Jalur Rempah telah membawa perubahan dunia. Semua negara Eropa berkembang maju tidak lepas dari
pengaruh perdagangan rempah di masa lalu. Namun, ada ironi, karena penghasil rempah justru jauh tertinggal
di belakang dan hanya menjadi korban kolonialisme.

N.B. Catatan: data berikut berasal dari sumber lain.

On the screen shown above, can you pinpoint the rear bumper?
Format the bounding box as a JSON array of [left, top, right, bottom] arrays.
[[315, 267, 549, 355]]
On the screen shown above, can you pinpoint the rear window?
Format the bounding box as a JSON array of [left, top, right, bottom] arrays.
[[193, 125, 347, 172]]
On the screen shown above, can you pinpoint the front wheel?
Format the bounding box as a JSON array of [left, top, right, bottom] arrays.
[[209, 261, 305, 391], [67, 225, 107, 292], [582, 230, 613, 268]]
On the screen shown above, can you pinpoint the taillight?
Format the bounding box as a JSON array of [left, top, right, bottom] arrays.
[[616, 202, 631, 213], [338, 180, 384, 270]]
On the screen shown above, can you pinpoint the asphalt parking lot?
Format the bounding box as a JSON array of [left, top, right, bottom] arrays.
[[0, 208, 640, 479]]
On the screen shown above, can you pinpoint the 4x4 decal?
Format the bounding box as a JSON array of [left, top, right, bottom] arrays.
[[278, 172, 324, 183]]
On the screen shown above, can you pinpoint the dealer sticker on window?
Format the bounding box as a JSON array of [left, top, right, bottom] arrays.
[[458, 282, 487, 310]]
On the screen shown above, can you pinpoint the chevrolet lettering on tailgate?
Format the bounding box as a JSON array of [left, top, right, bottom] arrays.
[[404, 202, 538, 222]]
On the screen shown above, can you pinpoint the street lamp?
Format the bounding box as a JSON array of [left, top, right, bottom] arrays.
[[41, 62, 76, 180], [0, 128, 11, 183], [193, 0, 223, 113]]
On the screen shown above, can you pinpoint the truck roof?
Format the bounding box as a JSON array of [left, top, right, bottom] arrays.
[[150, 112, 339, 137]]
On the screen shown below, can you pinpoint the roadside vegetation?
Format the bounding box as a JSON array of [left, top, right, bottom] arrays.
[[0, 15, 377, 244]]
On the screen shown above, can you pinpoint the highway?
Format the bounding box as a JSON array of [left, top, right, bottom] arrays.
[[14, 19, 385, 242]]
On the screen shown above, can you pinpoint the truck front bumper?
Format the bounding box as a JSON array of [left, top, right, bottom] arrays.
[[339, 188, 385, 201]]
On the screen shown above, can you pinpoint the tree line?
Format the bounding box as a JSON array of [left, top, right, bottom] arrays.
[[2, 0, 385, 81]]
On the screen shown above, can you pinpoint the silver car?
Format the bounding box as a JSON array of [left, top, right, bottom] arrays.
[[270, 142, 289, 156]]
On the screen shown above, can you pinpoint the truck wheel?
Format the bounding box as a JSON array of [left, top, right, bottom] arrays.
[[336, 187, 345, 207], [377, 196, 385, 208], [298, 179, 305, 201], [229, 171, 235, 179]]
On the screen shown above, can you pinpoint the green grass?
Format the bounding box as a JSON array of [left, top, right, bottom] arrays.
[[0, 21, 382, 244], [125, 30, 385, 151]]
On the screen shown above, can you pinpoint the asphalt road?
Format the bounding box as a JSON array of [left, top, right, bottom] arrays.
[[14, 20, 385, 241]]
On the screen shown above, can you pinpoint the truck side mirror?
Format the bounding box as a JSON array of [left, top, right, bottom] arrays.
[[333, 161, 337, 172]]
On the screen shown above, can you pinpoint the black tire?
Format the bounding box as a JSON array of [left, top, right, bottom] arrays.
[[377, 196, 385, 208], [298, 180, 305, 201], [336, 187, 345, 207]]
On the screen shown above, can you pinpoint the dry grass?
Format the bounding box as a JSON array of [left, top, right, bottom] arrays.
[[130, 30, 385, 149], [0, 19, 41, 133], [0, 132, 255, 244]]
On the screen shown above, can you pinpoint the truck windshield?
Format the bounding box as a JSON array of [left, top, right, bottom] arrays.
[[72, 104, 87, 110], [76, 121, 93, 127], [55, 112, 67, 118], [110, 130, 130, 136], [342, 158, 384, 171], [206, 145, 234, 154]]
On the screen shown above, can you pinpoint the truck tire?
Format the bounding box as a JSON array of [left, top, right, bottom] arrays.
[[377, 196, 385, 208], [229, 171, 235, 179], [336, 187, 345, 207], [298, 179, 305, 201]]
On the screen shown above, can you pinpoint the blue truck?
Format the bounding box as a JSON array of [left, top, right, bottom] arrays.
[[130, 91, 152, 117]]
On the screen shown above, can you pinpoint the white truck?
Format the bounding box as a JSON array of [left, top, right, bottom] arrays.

Pernyataan dari sejarawan yang menyatakan, “Rempah-rempah tidak hanya membuat pedagang kaya di
seluruh dunia — rempah-rempah itu mendirikan kerajaan yang luas, mengungkapkan seluruh benua kepada
orang Eropa, dan memberikan keseimbangan kekuatan dunia. Jika zaman modern memiliki awal yang pasti, itu
dipicu oleh perdagangan rempah-rempah”.

Jack Turner dalam Spice, The History of A Temptation (2005), misalnya menguraikan cukup baik sejarah
rempah pada masa silam. Rempah bukan sekadar penyedap masakan, seperti yang dikenal saat ini, tetapi
menjadi simbol kekuasaan dan kemakmuran. Dia juga memaparkan perjalanan panjang rempah nusantara pada
zaman kuno, dimana rempah menjadi barang mewah pada masanya.

Rempah telah mengubah dunia dan bahkan diyakini sebagai globalisasi pertama di muka bumi. Dampak
perdagangan dan pencarian sangat luas, mulai dari pertukaran kebudayaan, nilai kehidupan, agama, makanan
sampai dengan penyebaran penyakit.

Untuk itu, Indonesia perlu memprakarsai dan mendorong agar Jalur Rempah yang merupakan bagian dari
identitas Indonesia menjadi warisan dunia. Sebab, Jalur Rempah ini merupakan penghubung kehidupan di
dunia barat dan di dunia timur dari dulu, kini dan masa datang.

Bagi Indonesia, jalur rempah bukan saja sebagai warisan dunia tetapi juga merupakan identitas Indonesia.
Pencarian rempah di nusantara merupakan pemicu lahirnya kolonialisme, yang disatukan dalam wilayah
adminstrasi Hindia Belanda. Di kemudian hari Hindia Belanda ini diproklamirkan sebagai Indonesia. Jadi,
ketika melupakan jalur rempah tidak bedanya kita melupakan sejarah sendiri.